9. ¿Cuál es tu personaje favorito de los que has creado o novelado?

Ya te vale, en menudo compromiso me metes. No llevo la cuenta, pero a estas alturas ya tengo unos cuantos cientos de hijos haciendo de las suyas por ahí (me han salido revoltosos, qué le voy a hacer, ni te imaginas las fiestas que montamos cuando nos reunimos). Hay unos cuantos que me caen especialmente bien (y alguno que no soporto, eso también).

De todas formas, aún a riesgo de jugarme el cuello si se enteran los demás, reconozco que siento debilidad por Lopo Feixoo de Milmanda (que, por cierto, creo que está de visita en tu casa estos días). Un tipo duro y muy corrido (ejem, que ha vivido mucho, quiero decir), pero que en el fondo es tan sensible como un corderillo sin destetar. Para su desgracia, que la vida siempre ha sido muy jodida para la gente íntegra. De hecho, me cae tan bien que le he invitado a hacer un cameo en la novela que estoy escribiendo ahora.

Si te has quedado con curiosidad por saber a cuál no soporto, lo confesaré: a Baltasar Sachs, el meapilas monje de La cruz de ceniza.
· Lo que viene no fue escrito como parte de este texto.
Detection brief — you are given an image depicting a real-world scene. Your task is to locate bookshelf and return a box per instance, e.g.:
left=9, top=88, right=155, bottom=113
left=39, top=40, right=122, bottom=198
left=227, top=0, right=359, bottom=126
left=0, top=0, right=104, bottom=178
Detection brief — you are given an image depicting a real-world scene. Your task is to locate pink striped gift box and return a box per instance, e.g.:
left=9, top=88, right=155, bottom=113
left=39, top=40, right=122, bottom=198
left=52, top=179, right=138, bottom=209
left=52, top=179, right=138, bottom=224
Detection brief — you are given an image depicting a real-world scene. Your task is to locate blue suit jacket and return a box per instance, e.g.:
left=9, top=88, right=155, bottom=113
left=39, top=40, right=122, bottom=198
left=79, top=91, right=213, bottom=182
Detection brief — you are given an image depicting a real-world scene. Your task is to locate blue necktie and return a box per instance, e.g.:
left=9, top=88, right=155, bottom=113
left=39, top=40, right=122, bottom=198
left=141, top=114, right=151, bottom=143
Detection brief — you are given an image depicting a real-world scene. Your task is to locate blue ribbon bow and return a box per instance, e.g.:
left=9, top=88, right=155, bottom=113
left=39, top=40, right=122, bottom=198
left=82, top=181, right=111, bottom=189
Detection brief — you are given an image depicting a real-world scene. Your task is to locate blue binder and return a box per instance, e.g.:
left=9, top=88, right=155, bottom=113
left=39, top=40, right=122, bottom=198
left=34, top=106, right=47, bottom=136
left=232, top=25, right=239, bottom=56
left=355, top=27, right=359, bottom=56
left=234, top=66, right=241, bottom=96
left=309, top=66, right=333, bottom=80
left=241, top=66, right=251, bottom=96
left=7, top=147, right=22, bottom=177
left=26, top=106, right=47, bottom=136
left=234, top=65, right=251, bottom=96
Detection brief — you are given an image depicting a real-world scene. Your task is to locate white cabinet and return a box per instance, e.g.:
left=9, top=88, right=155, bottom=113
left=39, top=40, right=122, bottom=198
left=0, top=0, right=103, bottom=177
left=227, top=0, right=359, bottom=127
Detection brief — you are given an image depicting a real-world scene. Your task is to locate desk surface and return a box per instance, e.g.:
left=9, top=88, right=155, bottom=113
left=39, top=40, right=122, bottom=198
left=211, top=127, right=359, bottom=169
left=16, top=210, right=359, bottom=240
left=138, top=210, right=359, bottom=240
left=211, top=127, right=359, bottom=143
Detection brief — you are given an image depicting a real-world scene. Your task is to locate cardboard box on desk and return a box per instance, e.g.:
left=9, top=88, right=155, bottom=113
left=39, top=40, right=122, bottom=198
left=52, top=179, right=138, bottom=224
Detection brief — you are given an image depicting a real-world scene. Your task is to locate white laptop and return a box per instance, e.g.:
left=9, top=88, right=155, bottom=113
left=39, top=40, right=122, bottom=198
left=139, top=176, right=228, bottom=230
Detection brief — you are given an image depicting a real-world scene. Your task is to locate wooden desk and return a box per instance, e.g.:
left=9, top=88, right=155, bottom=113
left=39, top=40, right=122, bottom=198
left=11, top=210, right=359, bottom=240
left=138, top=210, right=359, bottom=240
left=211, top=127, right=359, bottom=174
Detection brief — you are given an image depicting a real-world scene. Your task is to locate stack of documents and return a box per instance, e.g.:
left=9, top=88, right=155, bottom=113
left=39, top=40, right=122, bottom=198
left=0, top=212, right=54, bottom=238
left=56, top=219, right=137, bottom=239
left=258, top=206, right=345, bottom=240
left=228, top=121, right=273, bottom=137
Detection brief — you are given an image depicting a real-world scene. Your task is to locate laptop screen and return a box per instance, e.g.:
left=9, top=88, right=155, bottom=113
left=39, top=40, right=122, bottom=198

Tan obsesionado por seguir a su dios que no le importa meter a sus amigos en el mismo infierno. Pero esa historia ya la conté y si te interesa tendrás que leerla...

Medievalario, Fran Zabaleta
Medievalario. Y me apunto a Baltasar Sachs y la Cruz de ceniza. 

10. Por último, ¿qué consideras que te define como autor?

Aparte de la documentación, que suele ser exhaustiva, me han dicho un montón de veces que mis novelas son muy cinematográficas. Supongo que se debe a que para escribir una escena necesito imaginármela antes hasta el menor detalle, la veo en mi cabeza como si estuviera en ella. Lo que no siempre es agradable: lo he pasado realmente mal más de una vez mientras escribía alguna escena violenta, una violación o una matanza. Maldita imaginación.

Bueno, maldita no: también me lo he pasado muy bien escribiendo otras escenas más… placenteras. Ejem.

Espero que hayáis disfrutado tanto como yo de la entrevista. Una vez más, mil gracias, Fran. Por mi propio interés, sigue enganchado a la novela histórica, porque en tu bloc nos pones sobre la pista de muchas joyas que merece la pena descubrir, y porque queremos seguir disfrutando de tus cinematográficas descripciones y tus paseos por la naturaleza humana y sus diversas manifestaciones en escenarios de lo más complicados. Y porque que exista otro tipo capaz de leer sobre la herejía prisciliana y pensar "anda, qué bien encaja esto en mi novela de aventuras" me hace pensar que, después de todo, no estoy tan loco. ¡Nos leemos!